Our EPR results show that there is not a one-to-one correspondence between myosin's structural and biochemical states (Table 3), indicating that the scheme shown in the introductory materials requires more complexity, as previously suggested from kinetic studies. It has been proposed that myosin isomerization can precede the hydrolysis step, producing both M* and M** structural states with bound ATP (31, 32). Similarly, it has been suggested that M* and M** coexist in the posthydrolysis state (with ADP.P as a ligand) (1, 24):
In this scheme, M* corresponds to the postpowerstroke (sometimes also designated “near-rigor”) state of myosin, and M** corresponds to the prepowerstroke state detected in crystallography (12, 13, 32). It is widely accepted that the binding of ADP and BeFx traps myosin in the M.ATP biochemical state. According to crystal structures, M.ADP.BeFx can be in either M* or M** structural states (PDB ID codes 1br4, 1kk8, 1mmd), suggesting the possibility of the M**.ATP structural state. This hypothesis is supported by the present study, in which EPR shows clearly that both M* and M** states coexist in the M.ADP.BeFx biochemical state in solution (Table 3). This suggests that ATP binding is sufficient to switch myosin conformation; hydrolysis is not required to energize myosin but is needed to continue the cycle. Similarly, our data demonstrate that both M* and M** structural states coexist in the M.ADP.V and M.ADP.AlF4 biochemical states, supporting the hypothesis that both structural states M* and M** are populated in myosin's posthydrolysis state (M.ADP.P) as well (1, 24), and P remains in the nucleotide-binding pocket during at least part of the powerstroke.

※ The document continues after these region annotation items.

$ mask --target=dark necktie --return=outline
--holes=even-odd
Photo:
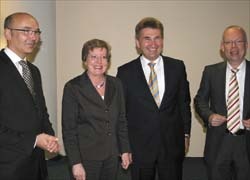
[[[231,71],[227,99],[227,128],[230,132],[235,133],[240,129],[240,96],[236,76],[238,69]]]
[[[19,64],[23,68],[23,80],[26,83],[27,87],[29,88],[30,93],[34,95],[34,83],[33,83],[33,78],[31,76],[29,66],[27,62],[24,60],[19,61]]]

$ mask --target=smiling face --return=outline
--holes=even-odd
[[[229,28],[224,32],[221,50],[230,64],[239,65],[245,59],[247,48],[247,39],[241,29]]]
[[[108,69],[107,49],[94,48],[90,50],[85,61],[89,76],[104,76]]]
[[[163,49],[163,37],[160,29],[144,28],[136,39],[136,47],[150,61],[156,60]]]
[[[24,58],[33,52],[40,41],[40,34],[27,33],[20,31],[20,29],[38,31],[39,25],[32,16],[23,13],[14,15],[9,27],[5,28],[4,35],[8,48],[14,51],[19,57]]]

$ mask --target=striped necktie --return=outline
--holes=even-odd
[[[238,69],[232,69],[227,99],[227,128],[231,133],[240,129],[240,96],[237,81]]]
[[[155,63],[148,63],[150,67],[150,75],[149,75],[149,81],[148,85],[150,88],[150,91],[154,97],[154,100],[157,104],[157,106],[160,106],[160,96],[159,96],[159,89],[158,89],[158,81],[157,81],[157,75],[154,70]]]
[[[23,68],[23,80],[26,83],[27,87],[29,88],[31,94],[34,95],[34,83],[33,83],[33,78],[31,76],[29,66],[27,62],[24,60],[19,61],[19,64]]]

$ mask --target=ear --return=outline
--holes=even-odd
[[[7,41],[11,40],[11,30],[10,29],[4,29],[4,37]]]
[[[135,44],[136,44],[136,48],[139,48],[139,49],[140,49],[140,43],[139,43],[139,40],[138,40],[138,39],[135,39]]]

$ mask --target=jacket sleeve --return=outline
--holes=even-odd
[[[208,118],[213,112],[210,110],[209,97],[210,97],[210,73],[209,68],[205,67],[202,74],[197,95],[194,98],[194,106],[198,115],[204,121],[204,125],[208,126]]]
[[[127,127],[127,119],[125,112],[125,100],[124,93],[122,88],[122,83],[119,79],[118,81],[118,94],[120,98],[120,112],[118,119],[118,141],[119,141],[119,149],[120,153],[130,152],[130,145],[128,140],[128,127]]]
[[[62,100],[62,135],[70,165],[81,162],[77,134],[78,107],[73,86],[67,83]]]

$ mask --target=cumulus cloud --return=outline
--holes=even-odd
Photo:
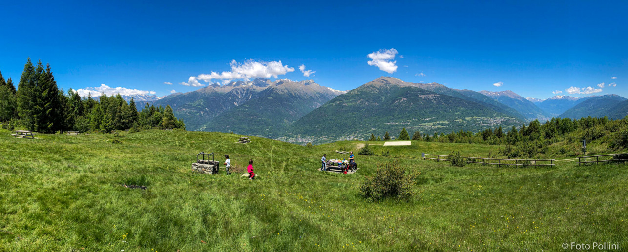
[[[295,71],[295,68],[289,67],[287,65],[284,66],[281,64],[281,60],[265,62],[250,60],[239,63],[234,60],[229,65],[231,66],[231,71],[225,71],[220,73],[212,71],[209,74],[198,75],[198,76],[195,77],[195,80],[200,80],[207,83],[211,82],[212,80],[227,80],[228,81],[226,83],[229,83],[231,80],[237,79],[249,80],[250,78],[256,78],[274,77],[276,78],[279,75]],[[192,77],[194,76],[190,77],[190,79]]]
[[[602,89],[601,88],[592,88],[591,87],[587,87],[586,88],[582,88],[582,89],[580,88],[578,88],[578,87],[570,87],[569,88],[567,88],[567,89],[566,89],[565,90],[566,91],[567,93],[570,93],[571,95],[576,94],[576,93],[588,94],[588,93],[599,93],[599,92],[602,92]]]
[[[127,88],[122,87],[112,88],[104,84],[100,84],[100,87],[87,87],[79,88],[76,90],[78,95],[83,97],[87,97],[90,94],[92,97],[97,97],[104,93],[107,95],[115,95],[119,93],[121,95],[154,95],[154,91],[140,90],[134,88]]]
[[[183,86],[192,86],[192,87],[205,86],[204,84],[201,84],[200,83],[199,83],[198,80],[197,80],[196,76],[190,76],[190,78],[188,79],[188,82],[181,82],[179,84],[182,85]]]
[[[367,63],[369,66],[376,66],[379,67],[380,70],[392,73],[397,71],[397,66],[395,65],[397,61],[392,61],[397,53],[398,52],[394,48],[381,49],[367,55],[366,56],[371,60]]]
[[[316,73],[316,71],[306,70],[305,65],[303,64],[301,64],[300,66],[299,66],[299,70],[301,71],[301,73],[303,73],[303,76],[306,77],[309,77],[310,75]]]

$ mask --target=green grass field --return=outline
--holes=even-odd
[[[111,135],[0,130],[0,251],[562,251],[563,243],[628,248],[624,164],[511,168],[420,159],[421,152],[486,156],[499,146],[369,142],[347,176],[316,171],[323,153],[238,135],[146,130]],[[112,144],[114,139],[121,144]],[[592,148],[594,148],[592,146]],[[259,179],[192,172],[201,151]],[[357,154],[357,151],[355,152]],[[368,202],[358,189],[377,164],[420,172],[409,202]],[[221,167],[221,169],[223,168]],[[131,189],[122,184],[146,186]],[[84,250],[83,250],[84,249]]]

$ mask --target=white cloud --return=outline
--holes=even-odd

The present study resolves ambiguities raised by crystallographic (12, 15, 33) and fluorescence experiments (34), which suggested the absence of a direct correlation between biochemical and structural states of myosin. The presence of a certain ligand at the active site does not necessarily imply a specific protein structure. This principle was demonstrated most clearly in muscle fibers, where mechanical strain produced direct evidence for kinetically nonequivalent states having the same biochemical ligands (35). The present study shows this to be the case in solution, especially in Dicty myosin. This result emphasizes that caution should be exercised in assigning existing crystal structures to myosin conformations at certain steps of the ATPase cycle and suggests that many of the structural differences observed for different isoforms are likely to be due to different experimental conditions, or to differences in kinetic coupling of structural states, rather than to intrinsic differences in structural states.
Conclusions
Through protein engineering and the high resolution of EPR spectroscopy, we compared directly the structures of muscle and nonmuscle myosins in the force-generating region. We found that these myosins share the same three structural states during the ATPase cycle. However, the structural states are populated differently in the two myosins, suggesting differences in the kinetic coupling of biochemical and structural states. We observed two-component EPR spectra, showing that the biochemical state, defined by the bound nucleotide, does not correspond to a single structural state and reflects, rather, a balanced equilibrium between structural states. We conclude that Dicty myosin can be considered as structurally similar to muscle myosin, when differences in the coupling between biochemical and structural states are taken into account. In both myosins, thermodynamic analysis reveals that the power stroke involves a large favorable enthalpy change that is balanced by a large entropy decrease, supporting the hypothesis that a disorder-to-order transition plays an important role in force generation.
Materials and Methods
Protein Preparation and Labeling.
Actin and myosin were prepared from rabbit skeletal muscle (36), and myosin S1 was prepared and selectively labeled at SH1 (Cys 707) with IASL (5). The T688C mutant of Dictyostelium S1 was constructed and purified as described in (36), except that a mutation was introduced at the T688 residue. The base construct for our studies was a Cys-lite S1 mutant that contains no reactive Cys residues (gift from James Spudich, Stanford University, Stanford, CA). Protein concentrations were determined spectrophotometrically by assuming the following extinction coefficients A280 nm = 0.74 (mg/ml)−1cm−1 for skeletal S1, A280 nm = 0.69 (mg/ml)−1cm−1 for Dicty S1, and A290 nm = 0.63 (mg/ml)−1cm−1 for actin. Dicty S1 was labeled at Cys-688 with IASL by incubating 100 μM S1 with a 4-fold excess of IASL for 12 h on ice. Labeling buffer contained 20 mM EPPS (pH 8.0), 50 mM KCl, 5 mM MgCl2, 1 mM EDTA.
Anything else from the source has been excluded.